Overview

In SAS Viya, only the following actions are audited for report objects by default:

• Create
• Update
• Delete
• Read (on failure)

In addition, by default, the auditing task extracts audit records only for report objects that are stored in folders with Read granted to All Authenticated Users. By default, this includes only the /Products folder and the /Public folder. This means that audit records for report objects that are stored in folders that do not grant Read access to All Authenticated Users are not extracted at all. No audit records for successful read actions against those report objects are captured.

This SAS KB article explains how to perform the following tasks: 

• Enable audit records for successful reads on report objects to be captured.
• Extract audit records for any report in the environment, regardless of their folder location.

Before You Begin

• There are two basic steps: enabling read actions for reports, and enabling folder access for the audit user.
• A "read" action is more than simply opening a report in SAS Visual Analytics or in SAS^® Report Viewer. For example, in SAS Report Viewer, the thumbnails that render for the list of Recent reports all count as "read" actions for the user. This is true even if that user never actually opened the reports in SAS Visual Analytics or SAS Report Viewer at that time. One way to differentiate between "reads" when a user physically opens a report and "reads" from the system is to use the RemoteAddress field in the Audit table. For any report object that displays "read" actions for SAS Visual Analytics reports, add a filter such that RemoteAddress does not equal the IP address of your SAS Viya server. It is recommended you add this filter to specific report objects rather than to the entire Audit data source because other audit records, such as table reads, always have the IP address of the SAS Viya server.
• Because many more read actions are recorded and extracted, there could be a negative performance impact. It is important to monitor system performance after completing these steps. If you encounter performance issues that might be related to enabling broader audit access, then undo the changes that you made in the Enable All Read Actions for Auditing section.
• Rules must be created in SAS^® Environment Manager to give the audit user (sas.ops-agentsrv) folder access. It is recommended you provide a description when creating these rules. A description makes it easier to filter the list of rules if you later need to adjust any rule for auditing that you have created.

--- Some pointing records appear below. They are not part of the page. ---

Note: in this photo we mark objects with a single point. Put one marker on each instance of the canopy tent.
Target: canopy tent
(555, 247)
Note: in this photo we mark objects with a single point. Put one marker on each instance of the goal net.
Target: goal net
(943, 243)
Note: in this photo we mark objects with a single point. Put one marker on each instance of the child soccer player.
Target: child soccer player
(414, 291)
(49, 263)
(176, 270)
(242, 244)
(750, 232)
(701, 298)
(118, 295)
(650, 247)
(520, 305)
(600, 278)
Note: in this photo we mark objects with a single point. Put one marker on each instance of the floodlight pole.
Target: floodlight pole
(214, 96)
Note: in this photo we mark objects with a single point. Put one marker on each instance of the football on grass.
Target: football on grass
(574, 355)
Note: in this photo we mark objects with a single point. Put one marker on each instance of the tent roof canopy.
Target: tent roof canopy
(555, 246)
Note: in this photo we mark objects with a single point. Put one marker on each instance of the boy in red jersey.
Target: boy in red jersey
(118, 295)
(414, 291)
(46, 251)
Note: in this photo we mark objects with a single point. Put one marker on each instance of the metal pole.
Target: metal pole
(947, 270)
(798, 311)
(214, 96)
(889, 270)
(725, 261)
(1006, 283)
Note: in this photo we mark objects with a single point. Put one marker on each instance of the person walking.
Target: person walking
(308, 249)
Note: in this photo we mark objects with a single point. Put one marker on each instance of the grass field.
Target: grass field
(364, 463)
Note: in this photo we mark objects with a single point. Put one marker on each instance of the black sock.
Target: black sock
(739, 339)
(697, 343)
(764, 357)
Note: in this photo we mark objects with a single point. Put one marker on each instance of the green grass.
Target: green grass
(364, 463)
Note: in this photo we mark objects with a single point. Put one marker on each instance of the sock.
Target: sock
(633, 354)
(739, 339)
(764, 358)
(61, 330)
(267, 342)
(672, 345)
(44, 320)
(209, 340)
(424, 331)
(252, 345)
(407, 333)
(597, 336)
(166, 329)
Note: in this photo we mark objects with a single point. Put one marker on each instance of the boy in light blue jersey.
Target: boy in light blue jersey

Enable All Report Read Actions for Auditing

1. Log on to SAS Environment Manager as an Administrator.
2. Navigate to Configuration ► All Services► Audit service.
3. Edit the properties in the sas.audit.record section.
4. Add a new property under the application section:
   • Name: reports.action.read.state
   • Value: all
     
     
      
5. Click Save to save changes. Within 30 seconds these changes should take effect.

Expand Folder Access for Auditing

1. Log on to SAS Environment Manager as an Administrator.
2. Navigate to Rules.
3. Create a new rule with the following fields (for any field not explicitly mentioned, leave the default):

• Object URI: The folder that should be accessible to audit
• Container URI: The same folder specified in Object URI. This enables access to all subfolders.
• Principal: sas.ops-agentsrv   
  • This user must be manually typed into the field. It is safe to ignore the warning that the user cannot be validated. 
• Rule Type: Grant
• Permissions: Read
• Description (optional but recommended): Enable access for auditing purposes

4. Click Save.
5. Repeat these steps for any additional folders that you would like to be accessible to the audit process.